Published May 20, 2013
For the second time in a week, the special committee running Dell’s (DELL) buyout process fired off a letter to billionaire Carl Icahn on Monday that requested answers to the board's questions about an alternative transaction.
The committee said it won’t be able to approve a request by Icahn’s group for "data room access" until it responds to the request for more information, which mostly center around financing and liquidity.
The exchange is the latest back-and-forth between Dell’s special committee and Icahn, who is teaming up with Dell shareholder Southeastern Asset Management to attempt to thwart a $24.4 billion go-private deal between the company and founder and CEO Michael Dell.
Icahn and Southeastern have proposed their own slate of directors and pushed for a vote on an alternative to the leveraged buyout that would give shareholders a choice between receiving $12 a share in cash or $12 in additional shares valued at $1.65 a share.
Dell’s special committee said unless it determines the Icahn bid “could reasonably be expected to result in a superior proposal" to the LBO, it is not "permitted to provide you with information or engage in discussions concerning your proposal."
The directors said Icahn’s representatives have “made a number of requests for information, including a request for data room access for a potential lender.”
Dell sent a letter on May 13 to the Icahn group, requesting more information about the proposal, including “comprehensive information” on the proposed financing for the deal, such as drafts of commitment papers and proposed bridge facilities. The committee also asked about the deal structure and any plans for providing working capital to offset increased borrowing costs.
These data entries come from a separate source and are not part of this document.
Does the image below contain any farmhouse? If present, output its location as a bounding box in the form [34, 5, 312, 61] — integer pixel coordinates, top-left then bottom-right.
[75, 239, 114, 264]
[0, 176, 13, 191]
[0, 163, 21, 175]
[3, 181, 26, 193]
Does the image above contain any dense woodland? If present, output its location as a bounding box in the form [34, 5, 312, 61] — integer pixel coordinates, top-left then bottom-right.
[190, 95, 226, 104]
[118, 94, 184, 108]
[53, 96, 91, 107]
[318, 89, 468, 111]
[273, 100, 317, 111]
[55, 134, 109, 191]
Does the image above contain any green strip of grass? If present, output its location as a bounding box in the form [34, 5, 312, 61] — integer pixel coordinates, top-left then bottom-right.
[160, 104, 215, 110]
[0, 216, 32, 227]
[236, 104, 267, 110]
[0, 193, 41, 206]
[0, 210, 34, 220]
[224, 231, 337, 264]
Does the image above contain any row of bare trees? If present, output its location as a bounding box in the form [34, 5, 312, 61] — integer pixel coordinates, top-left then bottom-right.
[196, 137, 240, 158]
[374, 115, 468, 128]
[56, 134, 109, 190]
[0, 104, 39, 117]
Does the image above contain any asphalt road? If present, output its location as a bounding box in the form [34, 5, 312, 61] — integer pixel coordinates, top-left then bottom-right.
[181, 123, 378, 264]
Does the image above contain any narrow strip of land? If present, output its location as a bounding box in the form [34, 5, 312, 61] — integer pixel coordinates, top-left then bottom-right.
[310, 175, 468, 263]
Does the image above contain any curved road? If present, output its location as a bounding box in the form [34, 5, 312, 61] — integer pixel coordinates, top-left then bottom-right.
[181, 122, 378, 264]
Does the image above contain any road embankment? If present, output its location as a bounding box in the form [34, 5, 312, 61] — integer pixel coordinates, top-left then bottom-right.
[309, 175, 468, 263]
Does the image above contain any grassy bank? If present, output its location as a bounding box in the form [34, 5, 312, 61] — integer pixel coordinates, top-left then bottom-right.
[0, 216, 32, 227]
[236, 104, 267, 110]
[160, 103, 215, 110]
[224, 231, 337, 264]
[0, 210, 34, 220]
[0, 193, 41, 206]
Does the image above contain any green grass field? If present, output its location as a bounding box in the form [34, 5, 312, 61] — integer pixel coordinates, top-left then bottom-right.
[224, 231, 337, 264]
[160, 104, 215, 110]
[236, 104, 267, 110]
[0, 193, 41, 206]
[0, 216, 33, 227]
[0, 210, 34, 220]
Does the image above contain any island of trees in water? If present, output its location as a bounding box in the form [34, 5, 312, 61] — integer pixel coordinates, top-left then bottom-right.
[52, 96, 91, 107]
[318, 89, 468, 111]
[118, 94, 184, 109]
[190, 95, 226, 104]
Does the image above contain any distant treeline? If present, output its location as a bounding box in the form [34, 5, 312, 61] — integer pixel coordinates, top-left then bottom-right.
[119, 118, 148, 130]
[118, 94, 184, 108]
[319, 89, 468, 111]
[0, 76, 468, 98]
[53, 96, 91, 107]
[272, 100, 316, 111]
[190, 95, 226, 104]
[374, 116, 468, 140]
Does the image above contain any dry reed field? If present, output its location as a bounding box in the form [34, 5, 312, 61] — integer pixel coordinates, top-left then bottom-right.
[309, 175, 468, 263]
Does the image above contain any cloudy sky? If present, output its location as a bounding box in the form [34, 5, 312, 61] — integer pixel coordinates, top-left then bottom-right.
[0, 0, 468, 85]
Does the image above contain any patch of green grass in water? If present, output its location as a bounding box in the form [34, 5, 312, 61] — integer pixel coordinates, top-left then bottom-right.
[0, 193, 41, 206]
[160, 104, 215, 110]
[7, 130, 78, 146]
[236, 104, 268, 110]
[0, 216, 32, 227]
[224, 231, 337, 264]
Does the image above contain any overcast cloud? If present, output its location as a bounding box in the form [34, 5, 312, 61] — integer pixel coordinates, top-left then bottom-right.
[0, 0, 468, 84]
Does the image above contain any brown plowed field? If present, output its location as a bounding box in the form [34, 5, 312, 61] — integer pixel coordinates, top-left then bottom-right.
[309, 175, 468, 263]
“Please understand that unless we receive information that is responsive to our May 13 letter, we are not in a position to evaluate whether your proposal meets that standard,” the committee wrote on Monday. “Neither we nor our representatives are able to respond to your requests and letters.”
Last month private-equity firm Blackstone (BX) abandoned an effort of its own to acquire Dell, which on Thursday disclosed a deeper-than-expected 79% plunge in first-quarter profits amid shrinking PC revenue.
Shares of Round Rock, Texas-based Dell were unchanged in premarket trading Monday morning.